Yang masih menjadi pertanyaan saat ini adalah, apakah pada era reformasi media massa telah bebas dari dominasi aktor politik? Karena mengingat pentingnya pemutihan media massa dari pengaruh kekuasaan pemerintah, aktor politik atau relasi antara keduanya dalam perwujudan demokrasi yang ideal. Sesungguhnya apa yang melanda media saat ini tidak beda jauh dengan era sebelum 1998, seperti yang telah dijelaskan sebelumnya bahwa media massa di Indonesia tidak terlepas dari bayang-bayang kepentingan politik yang dapat menghambat independensi tubuh media massa. Munculnya stasiun televisi swasta atau media massa yang beragam tidak dapat menjadi solusi pembebasan ruang media dari legitimasi aktor politik yang merangkap sebagai pemilik atau owner. Fenomena yang terjadi justru munculnya trend konglomerasi media yaitu kepemilikan beberapa perusahan media oleh seseorang. Misalnya kepemilikan Surya Paloh atas Metro TV serta surat kabar Media Indonesia, dan ANTV serta TVOne yang sahamnya dimiliki oleh Bakrie Group. Kemajemukan media yang ada bukan berarti buruk, hal demikian sangat diperlukan untuk mewujudkan demokrasi yang sehat, tetapi ketika seorang pemilik modal yang mayoritas memiliki peran politik terlalu kuat hal ini akan menjadi sesuatu yang perlu diwaspadai karena memungkinkan terjadinya dominasi gagasan politik yang sampai ke masyarakat.

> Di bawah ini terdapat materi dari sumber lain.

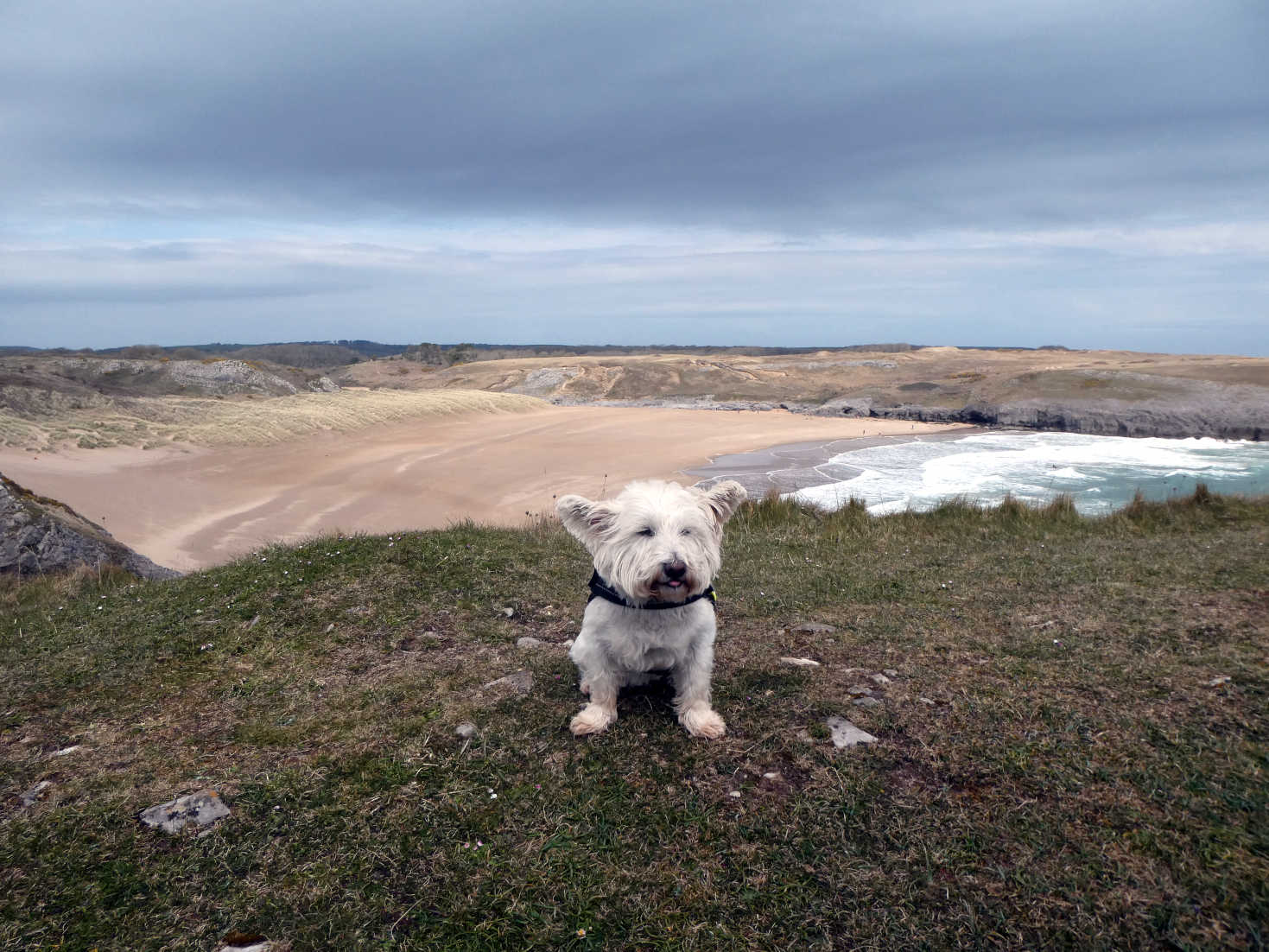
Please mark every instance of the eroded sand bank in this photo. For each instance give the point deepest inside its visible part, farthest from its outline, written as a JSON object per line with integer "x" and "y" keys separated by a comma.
{"x": 189, "y": 506}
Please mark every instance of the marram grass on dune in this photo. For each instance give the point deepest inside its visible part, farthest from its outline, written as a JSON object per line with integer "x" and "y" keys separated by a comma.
{"x": 151, "y": 422}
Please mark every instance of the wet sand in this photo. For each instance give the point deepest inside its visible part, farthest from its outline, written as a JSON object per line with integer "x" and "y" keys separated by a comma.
{"x": 191, "y": 506}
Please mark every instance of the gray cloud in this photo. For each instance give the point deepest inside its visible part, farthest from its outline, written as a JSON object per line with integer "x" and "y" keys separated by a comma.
{"x": 141, "y": 126}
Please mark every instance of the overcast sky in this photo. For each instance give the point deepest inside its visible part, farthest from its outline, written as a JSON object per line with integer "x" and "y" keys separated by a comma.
{"x": 1090, "y": 173}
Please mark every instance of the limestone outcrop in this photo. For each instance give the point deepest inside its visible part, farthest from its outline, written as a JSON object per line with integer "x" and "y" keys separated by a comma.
{"x": 40, "y": 536}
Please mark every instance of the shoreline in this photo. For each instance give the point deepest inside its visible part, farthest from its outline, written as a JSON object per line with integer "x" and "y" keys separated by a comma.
{"x": 792, "y": 466}
{"x": 189, "y": 508}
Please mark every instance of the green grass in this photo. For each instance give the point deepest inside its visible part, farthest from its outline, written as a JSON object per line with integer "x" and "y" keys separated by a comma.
{"x": 1054, "y": 770}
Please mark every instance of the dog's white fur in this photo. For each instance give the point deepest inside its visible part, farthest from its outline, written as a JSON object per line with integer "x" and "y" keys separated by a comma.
{"x": 654, "y": 543}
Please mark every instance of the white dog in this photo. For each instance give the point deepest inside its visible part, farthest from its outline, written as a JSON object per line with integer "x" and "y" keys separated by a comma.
{"x": 657, "y": 549}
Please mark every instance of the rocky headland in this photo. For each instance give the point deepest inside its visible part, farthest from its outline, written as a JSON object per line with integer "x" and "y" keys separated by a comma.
{"x": 41, "y": 536}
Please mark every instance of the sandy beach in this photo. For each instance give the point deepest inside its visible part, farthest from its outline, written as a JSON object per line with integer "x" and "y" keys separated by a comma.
{"x": 188, "y": 506}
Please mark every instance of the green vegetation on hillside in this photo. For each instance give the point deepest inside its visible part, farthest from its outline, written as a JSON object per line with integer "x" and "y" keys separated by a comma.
{"x": 1058, "y": 762}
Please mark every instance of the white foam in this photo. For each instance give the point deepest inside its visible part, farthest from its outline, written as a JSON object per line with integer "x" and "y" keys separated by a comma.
{"x": 1034, "y": 467}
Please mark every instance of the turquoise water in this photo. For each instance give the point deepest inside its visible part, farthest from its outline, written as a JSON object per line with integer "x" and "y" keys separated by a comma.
{"x": 1101, "y": 473}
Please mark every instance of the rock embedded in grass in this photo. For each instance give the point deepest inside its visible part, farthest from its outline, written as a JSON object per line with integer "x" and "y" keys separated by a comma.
{"x": 847, "y": 734}
{"x": 35, "y": 794}
{"x": 200, "y": 809}
{"x": 516, "y": 684}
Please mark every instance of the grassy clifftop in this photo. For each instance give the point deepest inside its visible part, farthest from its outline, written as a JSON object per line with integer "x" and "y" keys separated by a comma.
{"x": 1058, "y": 762}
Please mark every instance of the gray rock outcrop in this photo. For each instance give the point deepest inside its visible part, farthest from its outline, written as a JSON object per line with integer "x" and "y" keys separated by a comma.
{"x": 40, "y": 536}
{"x": 200, "y": 809}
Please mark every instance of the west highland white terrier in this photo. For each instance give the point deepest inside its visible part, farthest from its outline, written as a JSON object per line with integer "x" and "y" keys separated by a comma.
{"x": 657, "y": 549}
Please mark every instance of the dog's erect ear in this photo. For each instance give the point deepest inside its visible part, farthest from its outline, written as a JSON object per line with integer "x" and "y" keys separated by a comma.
{"x": 725, "y": 499}
{"x": 587, "y": 522}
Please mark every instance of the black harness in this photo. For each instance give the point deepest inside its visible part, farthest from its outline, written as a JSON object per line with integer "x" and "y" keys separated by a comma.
{"x": 602, "y": 589}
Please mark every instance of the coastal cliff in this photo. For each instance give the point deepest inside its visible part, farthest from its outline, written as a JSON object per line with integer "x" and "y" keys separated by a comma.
{"x": 40, "y": 536}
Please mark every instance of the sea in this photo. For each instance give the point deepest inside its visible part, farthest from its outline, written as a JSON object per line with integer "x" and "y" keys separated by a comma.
{"x": 1101, "y": 473}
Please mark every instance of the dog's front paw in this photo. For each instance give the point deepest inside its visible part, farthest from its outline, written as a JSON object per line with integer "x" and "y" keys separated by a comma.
{"x": 703, "y": 722}
{"x": 592, "y": 720}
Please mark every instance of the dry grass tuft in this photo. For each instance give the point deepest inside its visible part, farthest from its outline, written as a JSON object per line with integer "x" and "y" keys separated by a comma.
{"x": 151, "y": 422}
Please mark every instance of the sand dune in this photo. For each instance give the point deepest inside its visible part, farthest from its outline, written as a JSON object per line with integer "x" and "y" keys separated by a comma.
{"x": 191, "y": 506}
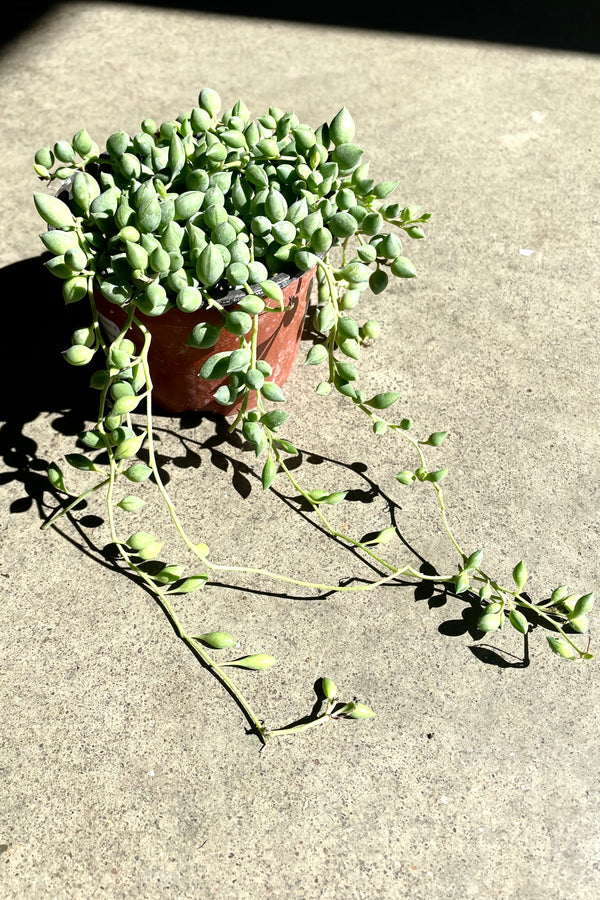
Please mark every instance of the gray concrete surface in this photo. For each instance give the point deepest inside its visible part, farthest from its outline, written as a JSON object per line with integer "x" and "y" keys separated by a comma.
{"x": 125, "y": 770}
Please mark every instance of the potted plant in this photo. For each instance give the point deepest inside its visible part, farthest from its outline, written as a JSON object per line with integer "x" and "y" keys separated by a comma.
{"x": 194, "y": 243}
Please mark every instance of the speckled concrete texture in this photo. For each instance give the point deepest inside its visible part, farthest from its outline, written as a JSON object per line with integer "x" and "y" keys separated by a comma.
{"x": 125, "y": 770}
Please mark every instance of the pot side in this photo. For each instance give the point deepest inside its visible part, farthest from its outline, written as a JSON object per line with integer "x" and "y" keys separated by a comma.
{"x": 174, "y": 367}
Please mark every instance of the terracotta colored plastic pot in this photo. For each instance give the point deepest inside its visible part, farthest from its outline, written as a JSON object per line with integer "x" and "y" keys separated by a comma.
{"x": 174, "y": 367}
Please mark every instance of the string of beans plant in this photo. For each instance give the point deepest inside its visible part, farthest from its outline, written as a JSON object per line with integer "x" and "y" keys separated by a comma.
{"x": 174, "y": 217}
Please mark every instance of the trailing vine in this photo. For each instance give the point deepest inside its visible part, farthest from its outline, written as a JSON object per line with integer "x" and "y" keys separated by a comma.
{"x": 174, "y": 217}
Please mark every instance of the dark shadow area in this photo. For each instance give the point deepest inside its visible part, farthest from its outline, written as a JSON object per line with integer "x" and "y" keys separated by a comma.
{"x": 554, "y": 24}
{"x": 62, "y": 393}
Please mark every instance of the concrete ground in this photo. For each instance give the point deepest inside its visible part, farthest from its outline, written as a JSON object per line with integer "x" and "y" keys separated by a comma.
{"x": 126, "y": 770}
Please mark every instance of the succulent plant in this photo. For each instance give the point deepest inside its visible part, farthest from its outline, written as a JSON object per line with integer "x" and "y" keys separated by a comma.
{"x": 176, "y": 216}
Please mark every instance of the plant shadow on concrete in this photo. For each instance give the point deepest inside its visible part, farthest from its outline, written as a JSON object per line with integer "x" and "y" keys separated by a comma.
{"x": 64, "y": 394}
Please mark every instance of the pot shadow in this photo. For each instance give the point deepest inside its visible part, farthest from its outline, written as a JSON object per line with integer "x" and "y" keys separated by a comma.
{"x": 61, "y": 393}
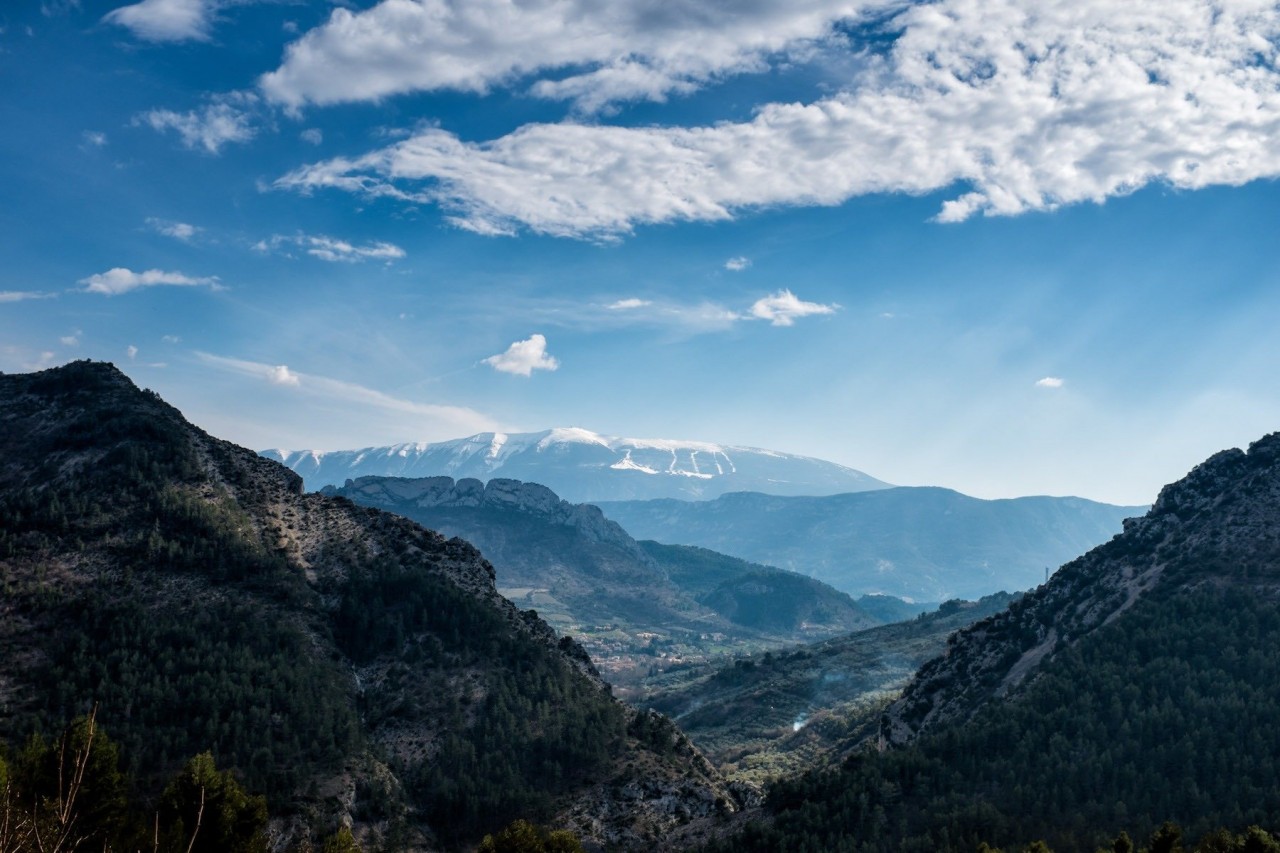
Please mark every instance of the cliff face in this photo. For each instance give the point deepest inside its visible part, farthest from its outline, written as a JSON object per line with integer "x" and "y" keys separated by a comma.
{"x": 1216, "y": 528}
{"x": 625, "y": 601}
{"x": 356, "y": 666}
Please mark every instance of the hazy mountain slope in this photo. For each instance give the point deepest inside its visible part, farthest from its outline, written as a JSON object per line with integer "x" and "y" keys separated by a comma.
{"x": 586, "y": 576}
{"x": 922, "y": 543}
{"x": 1217, "y": 527}
{"x": 583, "y": 466}
{"x": 789, "y": 711}
{"x": 348, "y": 662}
{"x": 1139, "y": 684}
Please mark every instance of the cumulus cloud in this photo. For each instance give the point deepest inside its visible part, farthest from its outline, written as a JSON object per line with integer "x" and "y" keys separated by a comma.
{"x": 784, "y": 308}
{"x": 330, "y": 249}
{"x": 282, "y": 375}
{"x": 524, "y": 356}
{"x": 167, "y": 19}
{"x": 177, "y": 229}
{"x": 210, "y": 127}
{"x": 120, "y": 279}
{"x": 456, "y": 419}
{"x": 613, "y": 51}
{"x": 1014, "y": 105}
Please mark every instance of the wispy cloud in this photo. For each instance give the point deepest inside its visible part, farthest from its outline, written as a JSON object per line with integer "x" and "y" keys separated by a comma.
{"x": 120, "y": 279}
{"x": 22, "y": 296}
{"x": 177, "y": 229}
{"x": 330, "y": 249}
{"x": 167, "y": 19}
{"x": 453, "y": 419}
{"x": 784, "y": 308}
{"x": 1014, "y": 105}
{"x": 616, "y": 51}
{"x": 282, "y": 375}
{"x": 627, "y": 305}
{"x": 225, "y": 119}
{"x": 524, "y": 356}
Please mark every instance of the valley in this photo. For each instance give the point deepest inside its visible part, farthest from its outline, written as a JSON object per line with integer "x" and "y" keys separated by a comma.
{"x": 371, "y": 679}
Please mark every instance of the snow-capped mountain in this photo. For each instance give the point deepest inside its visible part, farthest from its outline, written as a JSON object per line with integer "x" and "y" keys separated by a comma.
{"x": 584, "y": 466}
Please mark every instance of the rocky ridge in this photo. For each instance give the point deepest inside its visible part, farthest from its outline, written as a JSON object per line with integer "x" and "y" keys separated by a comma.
{"x": 115, "y": 505}
{"x": 1216, "y": 528}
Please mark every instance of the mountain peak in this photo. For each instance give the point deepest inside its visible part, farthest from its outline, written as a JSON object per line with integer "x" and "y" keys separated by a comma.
{"x": 1212, "y": 529}
{"x": 585, "y": 466}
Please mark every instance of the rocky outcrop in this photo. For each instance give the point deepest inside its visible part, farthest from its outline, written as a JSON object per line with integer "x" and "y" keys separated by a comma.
{"x": 497, "y": 493}
{"x": 1219, "y": 525}
{"x": 389, "y": 639}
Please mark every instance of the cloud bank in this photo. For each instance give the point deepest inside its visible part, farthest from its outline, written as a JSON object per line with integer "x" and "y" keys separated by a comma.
{"x": 784, "y": 308}
{"x": 613, "y": 51}
{"x": 1011, "y": 105}
{"x": 120, "y": 279}
{"x": 457, "y": 419}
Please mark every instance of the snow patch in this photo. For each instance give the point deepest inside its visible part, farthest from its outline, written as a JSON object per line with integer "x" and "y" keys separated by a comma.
{"x": 626, "y": 464}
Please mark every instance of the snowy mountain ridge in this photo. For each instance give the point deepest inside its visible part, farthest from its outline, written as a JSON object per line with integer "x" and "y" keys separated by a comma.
{"x": 584, "y": 465}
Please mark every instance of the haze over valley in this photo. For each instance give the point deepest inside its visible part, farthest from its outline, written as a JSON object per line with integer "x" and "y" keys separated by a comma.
{"x": 565, "y": 427}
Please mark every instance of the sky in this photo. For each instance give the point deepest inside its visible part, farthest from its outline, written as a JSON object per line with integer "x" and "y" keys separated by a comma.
{"x": 1004, "y": 246}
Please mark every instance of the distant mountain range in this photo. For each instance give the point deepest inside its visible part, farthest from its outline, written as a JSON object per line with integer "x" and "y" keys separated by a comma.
{"x": 922, "y": 543}
{"x": 583, "y": 466}
{"x": 353, "y": 666}
{"x": 626, "y": 601}
{"x": 1139, "y": 685}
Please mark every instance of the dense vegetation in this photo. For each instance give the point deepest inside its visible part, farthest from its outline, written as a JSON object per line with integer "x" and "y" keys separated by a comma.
{"x": 780, "y": 714}
{"x": 1168, "y": 712}
{"x": 536, "y": 728}
{"x": 142, "y": 574}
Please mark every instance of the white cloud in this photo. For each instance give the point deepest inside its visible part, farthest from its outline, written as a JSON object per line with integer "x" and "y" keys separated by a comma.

 Kenyataan yang terjadi pada organisasi media Indonesia membuat perwujudan media massa yang terbebas dari legitimasi aktor politik hanya menjadi mimpi semata. Media massa saat ini sangat dekat dengan kekuasaan yang hegemoni untuk mewujudkan kepentingan politik seseorang sebagai pemilik modal dan bukan lagi menjadi sarana yang dapat mengakumulasi kepentingan publik. Padahal ruang publik sebagai potensi demokratis media akan tenggelam ketika rasionalitas birokrasi atau rasionalitas modal mulai mengambil alih dan mendominasi fungsi, sistem kerja, dan orientasi produksi media (Mc Chesney, 1997: 29).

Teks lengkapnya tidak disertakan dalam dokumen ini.